7. Some notes on the URI classes

URIs[1] in Heritrix are represented by several classes. The basic building block is org.archive.datamodel.UURI which subclasses org.apache.commons.httpclient.URI. "UURI" is an abbrieviation for "Usable URI." This class always normalizes and derelativizes URIs -- implying that if a UURI instance is successfully created, the represented URI will be, at least on its face, "usable" -- neither illegal nor including superficial variances which complicate later processing. It also provides methods for accessing the different parts of the URI.

We used to base all on java.net.URI but because of bugs and its strict RFC2396 conformance in the face of a real world that acts otherwise, its facility was was subsumed by UURI.

Two classes wrap the UURI in Heritrix:

CandidateURI

A URI, discovered or passed-in, that may be scheduled (and thus become a CrawlURI). Contains just the fields necessary to perform quick in-scope analysis. This class wraps an UURI instance.

CrawlURI

Represents a candidate URI and the associated state it collects as it is crawled. The CrawlURI is an subclass of CandidateURI. It is instances of this class that is fed to the processors.

7.1. Supported Schemes (UnsupportedUriSchemeException)

A property in heritrix.properties named org.archive.crawler.datamodel.UURIFactory.schemes lists supported schemes. Any scheme not listed here will cause an UnsupportedUriSchemeException which will be reported in uri-errors.log with a 'Unsupported scheme' prefix. If you add a fetcher for a scheme, you'll need to add to this list of supported schemes (Later, Heritrix can ask its fetchers what schemes are supported).

7.2. The CrawlURI's Attribute list

The CrawlURI offers a flexible attribute list which is used to keep arbitrary information about the URI while crawling. If you are going to write a processor you almost certainly will use the attribute list. The attribute list is a key/value-pair list accessed by typed accessors/setters. By convention the key values are picked from the CoreAttributeConstants interface which all processors implement. If you use other keys than those listed in this interface, then you must add the handling of that attribute to some other module as well.

7.3. The recorder streams

The crawler wouldn't be of much use if it did not give access to the HTTP request and response. For this purpose the CrawlURI has the getHttpRecorder() [2] method. The recorder is referenced by the CrawlURI and available to all the processors. See Section 11, “Writing a Processor” for an explanation on how to use the recorder.

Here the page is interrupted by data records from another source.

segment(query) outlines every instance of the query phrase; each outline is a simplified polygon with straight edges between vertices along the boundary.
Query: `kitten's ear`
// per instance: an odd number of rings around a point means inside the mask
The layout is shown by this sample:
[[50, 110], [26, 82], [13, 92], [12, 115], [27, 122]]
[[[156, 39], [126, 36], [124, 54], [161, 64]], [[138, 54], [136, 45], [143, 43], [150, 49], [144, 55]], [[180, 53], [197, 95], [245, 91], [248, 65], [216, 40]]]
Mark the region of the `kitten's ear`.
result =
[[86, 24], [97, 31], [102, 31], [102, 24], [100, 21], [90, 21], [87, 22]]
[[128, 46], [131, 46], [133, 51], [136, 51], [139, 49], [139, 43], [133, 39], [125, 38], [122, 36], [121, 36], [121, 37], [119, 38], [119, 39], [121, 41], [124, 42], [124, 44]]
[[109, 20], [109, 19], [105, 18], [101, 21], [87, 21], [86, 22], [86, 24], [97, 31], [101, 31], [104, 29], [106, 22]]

[1] URI (Uniform Resource Identifiers) defined by RFC 2396 is a way of identifying resources. The relationship between URI, URL and URN is described in the RFC: ["A URI can be further classified as a locator, a name, or both. The term "Uniform Resource Locator" (URL) refers to the subset of URI that identify resources via a representation of their primary access mechanism (e.g., their network "location"), rather than identifying the resource by name or by some other attribute(s) of that resource. The term "Uniform Resource Name" (URN) refers to the subset of URI that are required to remain globally unique and persistent even when the resource ceases to exist or becomes unavailable."] Although Heritrix uses URIs, only URLs are supported at the moment. For more information on naming and addressing of resources see: Naming and Addressing: URIs, URLs, ... on w3.org's website.

[2] This method will most likely change name see Section 1, “The org.archive.util.HTTPRecorder class” for details.